对于她的爱情观来说,无疑是帅、酷、身手以及身家,还有帅、酷的眼神。
以前她也不是没对“猎物”动过心思,不过这种心思似乎不能提供背叛组织的足够筹码,想想也就算了。
可是凤落桐给她的感觉不同······坚忍、宽和、俊逸、沧桑,深沉浩瀚,直觉给她以无尽的想象,这种想象在现实揭示之前,在特定的情境下,是可以让她冲动的。
冲动的恨不得献身以示诚意。
到了她这样一个如狼似虎的年纪,总不想过着朝不保夕的生活,既然条件具备,那何不奋起一搏。
可如今看来,这一搏,似乎搏的有点离谱了。
各怀心事儿,祖孙携手挣命。
好不容易到了湖畔,唐锄回头望向惊悚的湖水,突然张大嘴巴说不出话来。
唐琬顺着爷爷的目光望去:无数彩光,从湖水中、三鼎山的残破山躯上溢出,不断扭曲着向上,在半空中结成一片殷红的血云。
血云迅速扩散,眨眼布满整个天空,绵延无极。
“这是······”一阵阵无形的压迫,唐锄目瞪口呆的望着半空中弥漫的血云。
这种超自然的力量自然不是他这个年代杀手组织,最底层的“民国”所能理解的了的。
不过他还是感觉到无尽的恐惧和不安,直觉告诉他,快些离开,要不然可能永远也走不了了。
扯着震惊中的唐琬,唐锄辨清方向,拔足狂奔。
“爷爷,我们去哪?”唐琬喘息着,在奔跑着,荡漾着波涛起伏的壮观风景,而湿身后的她,无疑是其一生中,所有魅惑场景中最为极端的时刻。
可惜旁边那可是----亲爷爷,还是只顾着逃命的那种。
“去······风云酒楼吧”唐锄叹了口气,茫茫天下,却无立锥之地,脑海中的名字,只剩下了这一个。
唐琬呼吸瞬间凝滞,然后回头望了望满眼的残破和血云,默默点了点头。
二人身影远去·····
··· ··· ···
三鼎景区的爆裂场景,似乎并没有在这个世界上引起任何骚动。周遭三百里,更是被顶层建筑之上的多方势力,通过禁区、条令、封锁、屯军等手段,迅速的围合成一片禁地。
还有无数奇装异服的人事,带着平常难得一见的管制冷兵器,以三百里为路径来回逡巡着,等待着。
当天空出现血云的时候,星球极东、极南、极北、极西四处与世隔绝的地方:一座庞大无比的岛、一座掩映在宏伟巨门之后的山、一座群山环抱中,佛光弥漫的磅礴古寺、一块冰雪覆盖,上面满是白色高低塔状建筑的平原,无数身影从建筑中闪现而出。

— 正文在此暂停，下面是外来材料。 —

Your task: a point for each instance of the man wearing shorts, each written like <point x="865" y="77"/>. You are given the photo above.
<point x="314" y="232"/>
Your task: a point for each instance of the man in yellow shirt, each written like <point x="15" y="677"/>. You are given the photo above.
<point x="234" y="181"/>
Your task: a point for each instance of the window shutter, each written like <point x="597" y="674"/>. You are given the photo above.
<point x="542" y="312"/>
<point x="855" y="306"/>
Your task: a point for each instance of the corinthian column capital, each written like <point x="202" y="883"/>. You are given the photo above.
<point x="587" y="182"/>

年轻的面孔不知所措,而年老的面孔不约而同的露出狂喜之色。
压迫、蠢蠢欲动、枷锁、崩裂、对这个世界的全新认识、银瓶乍破的思想、说不出但感觉得到的力量······
几乎所有人都能清晰感觉到以上的感知,这个世界没变,而自己,却一点点的不一样了。
··· ··· ···
西陵市不大,风云酒楼所在落凤山就更加的渺小。
此时大秋村的村民,在村长的带领下,齐聚风云酒楼,美其名曰照顾生意,实则,以白条换吃食,也是大秋村的福利之一。

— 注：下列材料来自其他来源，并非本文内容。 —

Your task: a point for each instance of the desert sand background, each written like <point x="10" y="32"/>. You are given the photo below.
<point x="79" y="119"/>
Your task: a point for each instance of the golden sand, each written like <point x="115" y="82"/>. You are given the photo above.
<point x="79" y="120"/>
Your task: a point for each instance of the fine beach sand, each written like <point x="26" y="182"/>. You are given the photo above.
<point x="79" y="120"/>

“感谢凤老板”,村长已经喝的满面红光,拉着不懂事儿的手一个劲儿的摇晃着。
不懂事儿的脸更红,不时的偷瞄着围着围裙,更显俏丽,此时正在人声鼎沸中忙前忙后的郭青霜。
郭大嫂厨房帮手,郭人途围着铁皮围裙,拎着那把大的夸张的杀猪刀,咣咣咣的剁猪肉。
吃饭的太多,干活的太少。
自从村民们兴来云集之后,这风云酒楼不光热闹起来,还“平静”了不少。
连凤落桐这个不知所踪的老板都少有人提及。
不懂事儿“爱心”不止,也早已忘了酒楼下面,那些爆裂性热武。
“我说老郭,忙忘了就过来喝····喝一杯”老关头明显喝多了,一两银子恨不得当三两花,比一毛不拔还要少半毛的大秋村光荣公民,他怎么可能错过这样一个白吃白喝的机会。

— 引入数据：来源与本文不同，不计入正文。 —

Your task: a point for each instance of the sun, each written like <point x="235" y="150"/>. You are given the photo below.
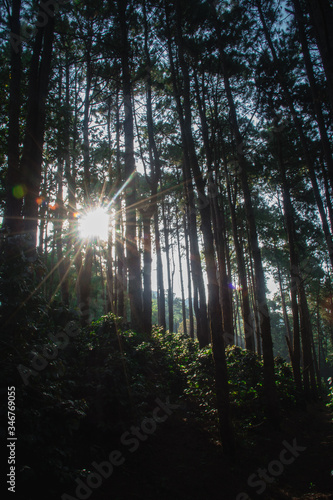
<point x="94" y="224"/>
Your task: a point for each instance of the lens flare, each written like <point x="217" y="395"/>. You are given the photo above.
<point x="94" y="224"/>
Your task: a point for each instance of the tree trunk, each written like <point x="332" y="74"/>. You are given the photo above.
<point x="322" y="20"/>
<point x="12" y="215"/>
<point x="132" y="254"/>
<point x="214" y="307"/>
<point x="313" y="86"/>
<point x="199" y="294"/>
<point x="32" y="155"/>
<point x="181" y="272"/>
<point x="272" y="404"/>
<point x="166" y="225"/>
<point x="303" y="139"/>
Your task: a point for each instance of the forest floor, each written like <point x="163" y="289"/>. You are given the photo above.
<point x="181" y="461"/>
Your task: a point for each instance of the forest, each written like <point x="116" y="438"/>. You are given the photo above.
<point x="166" y="249"/>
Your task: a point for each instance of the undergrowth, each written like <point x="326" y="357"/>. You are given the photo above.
<point x="107" y="378"/>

老郭嘿嘿的笑着,肌肉鼓凸的巨臂上满是汗渍油光,摸了摸头,放下巨大的菜盆,又回厨房忙去了。
“我就说老郭别看人高马大的,这酒量·····就·····就是不行,就是不知道床上···行也不行······”老关头嘴上开始没把门的了。
一句话,说的郭大嫂许笑姑念头歪了,脸红了,臆想天开了,脚步也不稳了,赶紧将饭盆丢给不懂事儿,转身跑了。
乡里乡亲的,难道真的拔刀砍他们?
有些人,真的不怕恶人,就说人屠之妻,什么样的恶人没见过?什么样的恶人没砍过?
可就是偏偏拿那些人不错,但嘴贱的货色毫无办法,避之唯恐不及。
哄堂大笑声,口哨声,此起彼伏着,场面更加热烈。
不懂事儿没什么,郭青霜却也呆不住了,狠狠的剜了一眼老关头,也溜回厨房。
笑声渐渐远去,她的心却渐渐飞向了那个忧郁、清俊、安静、深沉的男子,“凤落桐,你在哪”?
少年的心热,少女的心真。
谁在情窦初开的时候,都不是波涛荡漾或跃马扬鞭的老江湖······
几个小时,酒席结束,杯盘狼藉。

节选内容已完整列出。